Shohozan Upsets Kisenosato

Promotion-chasing ozeki Kisenosato suffered an embarrassing loss on Tuesday, when the 10th day of the Nagoya Grand Sumo Tournament finished with five wrestlers tied for the lead.

Shohozan tricked Kisenosato on the tachiai. Shohozan, who typically aims for a belt hold with his left, instead charged to his right. Kisenosato did his best to change the direction of his charge but slipped on the sandy surface and fell to his second defeat in the 15-day event at Aichi Prefectural Gymnasium.

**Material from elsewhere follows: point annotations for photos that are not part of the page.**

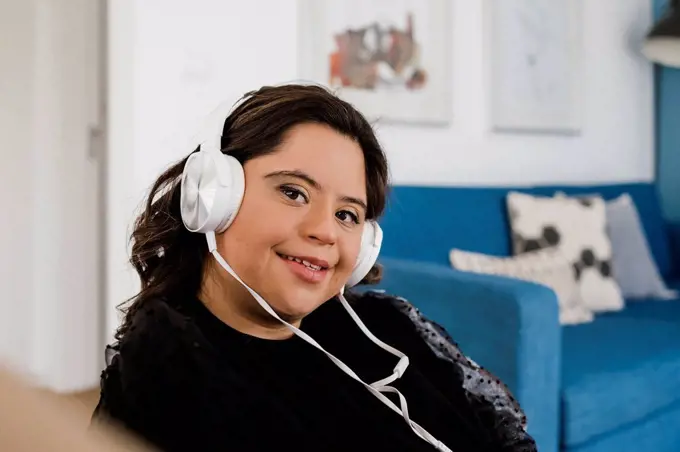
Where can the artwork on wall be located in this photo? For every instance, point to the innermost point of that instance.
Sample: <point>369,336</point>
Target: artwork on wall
<point>535,65</point>
<point>389,58</point>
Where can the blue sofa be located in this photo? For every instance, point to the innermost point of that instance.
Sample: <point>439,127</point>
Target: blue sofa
<point>610,385</point>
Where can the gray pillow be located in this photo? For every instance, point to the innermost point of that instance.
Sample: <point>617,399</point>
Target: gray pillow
<point>633,265</point>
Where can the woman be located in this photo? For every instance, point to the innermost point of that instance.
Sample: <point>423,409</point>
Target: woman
<point>248,343</point>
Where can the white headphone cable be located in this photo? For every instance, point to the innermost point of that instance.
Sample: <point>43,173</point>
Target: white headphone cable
<point>376,388</point>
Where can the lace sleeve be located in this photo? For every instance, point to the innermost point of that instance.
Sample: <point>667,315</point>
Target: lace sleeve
<point>488,395</point>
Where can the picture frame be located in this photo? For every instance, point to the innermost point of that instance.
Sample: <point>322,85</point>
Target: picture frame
<point>535,54</point>
<point>391,59</point>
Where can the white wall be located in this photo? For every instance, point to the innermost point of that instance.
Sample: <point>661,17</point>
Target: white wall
<point>50,310</point>
<point>172,61</point>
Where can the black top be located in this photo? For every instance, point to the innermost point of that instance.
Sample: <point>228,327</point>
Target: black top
<point>186,381</point>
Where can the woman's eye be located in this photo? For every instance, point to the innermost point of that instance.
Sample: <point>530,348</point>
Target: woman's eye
<point>294,194</point>
<point>347,216</point>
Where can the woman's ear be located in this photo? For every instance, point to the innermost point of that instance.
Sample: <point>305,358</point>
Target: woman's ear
<point>374,275</point>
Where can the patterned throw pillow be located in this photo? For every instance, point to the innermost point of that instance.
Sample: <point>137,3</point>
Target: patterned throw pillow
<point>547,267</point>
<point>577,227</point>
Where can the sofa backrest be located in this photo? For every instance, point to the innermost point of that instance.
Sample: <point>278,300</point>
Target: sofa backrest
<point>424,223</point>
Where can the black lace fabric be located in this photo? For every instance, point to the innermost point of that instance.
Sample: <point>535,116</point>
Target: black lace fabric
<point>485,391</point>
<point>184,381</point>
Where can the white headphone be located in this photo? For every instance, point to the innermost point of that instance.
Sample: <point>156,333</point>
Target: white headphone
<point>212,189</point>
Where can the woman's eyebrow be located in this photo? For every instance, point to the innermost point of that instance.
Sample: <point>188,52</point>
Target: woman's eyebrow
<point>297,174</point>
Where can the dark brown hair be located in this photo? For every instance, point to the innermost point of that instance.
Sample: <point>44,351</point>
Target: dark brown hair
<point>168,258</point>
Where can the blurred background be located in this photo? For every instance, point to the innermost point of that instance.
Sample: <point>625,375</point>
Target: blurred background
<point>97,97</point>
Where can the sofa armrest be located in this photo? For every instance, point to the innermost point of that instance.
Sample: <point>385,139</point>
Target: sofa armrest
<point>509,326</point>
<point>674,239</point>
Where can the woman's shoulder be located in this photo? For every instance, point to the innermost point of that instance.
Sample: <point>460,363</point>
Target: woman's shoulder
<point>161,346</point>
<point>484,389</point>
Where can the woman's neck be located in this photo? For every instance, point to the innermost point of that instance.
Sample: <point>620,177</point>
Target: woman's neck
<point>230,302</point>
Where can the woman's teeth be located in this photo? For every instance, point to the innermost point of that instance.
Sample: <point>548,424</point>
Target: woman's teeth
<point>303,262</point>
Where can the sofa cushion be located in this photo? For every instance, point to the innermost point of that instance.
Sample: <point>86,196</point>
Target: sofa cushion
<point>577,227</point>
<point>617,370</point>
<point>423,223</point>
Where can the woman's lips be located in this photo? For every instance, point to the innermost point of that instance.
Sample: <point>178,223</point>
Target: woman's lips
<point>309,269</point>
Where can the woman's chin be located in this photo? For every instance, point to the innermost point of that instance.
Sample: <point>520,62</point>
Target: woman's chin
<point>292,311</point>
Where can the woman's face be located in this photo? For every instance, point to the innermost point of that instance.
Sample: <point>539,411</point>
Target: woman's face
<point>297,235</point>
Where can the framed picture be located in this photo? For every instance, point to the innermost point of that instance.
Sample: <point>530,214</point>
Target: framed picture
<point>535,65</point>
<point>389,58</point>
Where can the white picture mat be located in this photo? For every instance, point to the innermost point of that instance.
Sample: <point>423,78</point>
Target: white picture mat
<point>535,65</point>
<point>319,19</point>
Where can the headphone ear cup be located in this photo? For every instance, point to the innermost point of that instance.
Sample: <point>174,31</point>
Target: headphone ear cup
<point>212,189</point>
<point>371,240</point>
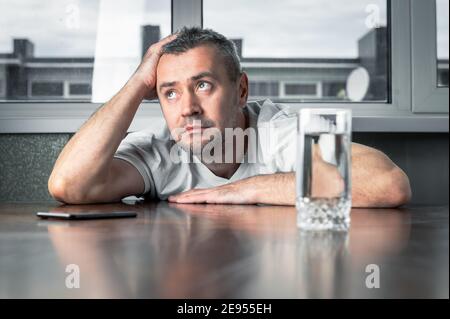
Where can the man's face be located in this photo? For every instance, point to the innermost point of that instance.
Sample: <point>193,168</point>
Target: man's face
<point>196,93</point>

“I’ve gone for the left-hand hold over and over against him and all I ever did was lose,” said Shohozan (3-7), a fourth-ranked maegashira, who improved to 2-9 in his career against Kisenosato.

“I made up my mind at the last instant and moved so he wouldn’t get a hold with his left, either.”

Kisenosato fell into a tie with four others at 8-2.

Komusubi Takayasu entered the ring against yokozuna Harumafuji (8-2) with the tournament lead after Kisenosato’s downfall, but failed to hold onto it, losing to the Mongolian for the 11th time in 14 career bouts.

After a brief exchange of slaps and shoves, Harumafuji lunged forward and tackled his man, wrapping him up and propelling him from the ring to his second loss in 10 trips to the dohyo.

Yokozuna Hakuho had to wriggle and scrape to snatch victory from Georgian sekiwake Tochinoshin (2-8), who has yet to beat the Mongolian master in 23 career matches.

Hakuho, who limped out of the ring following his defeat on Monday, appeared to lack the lower body strength needed to finish his man off early, and the result was a thriller in which the advantage switched back and forth before the yokozuna forced his man out.

No. 2 maegashira Takarafuji improved to 8-2 to remain among the top wrestlers by shoving seventh-ranked Daishomaru out to his fifth loss.

Ozeki Terunofuji, who needs eight wins here to secure his rank for September’s tournament, fell to a fifth defeat, losing a tough battle when No. 4 maegashira Ikioi (4-6) executed a good armlock throw.

Goeido earned his sixth win despite a slow start on the tachiai against in-form Tochiozan (6-4). The No. 1 maegashira made things difficult for the ozeki and nearly forced him out. But Goeido proved the more resourceful, enticing his man into chasing him before standing his ground and winning with an overarm throw.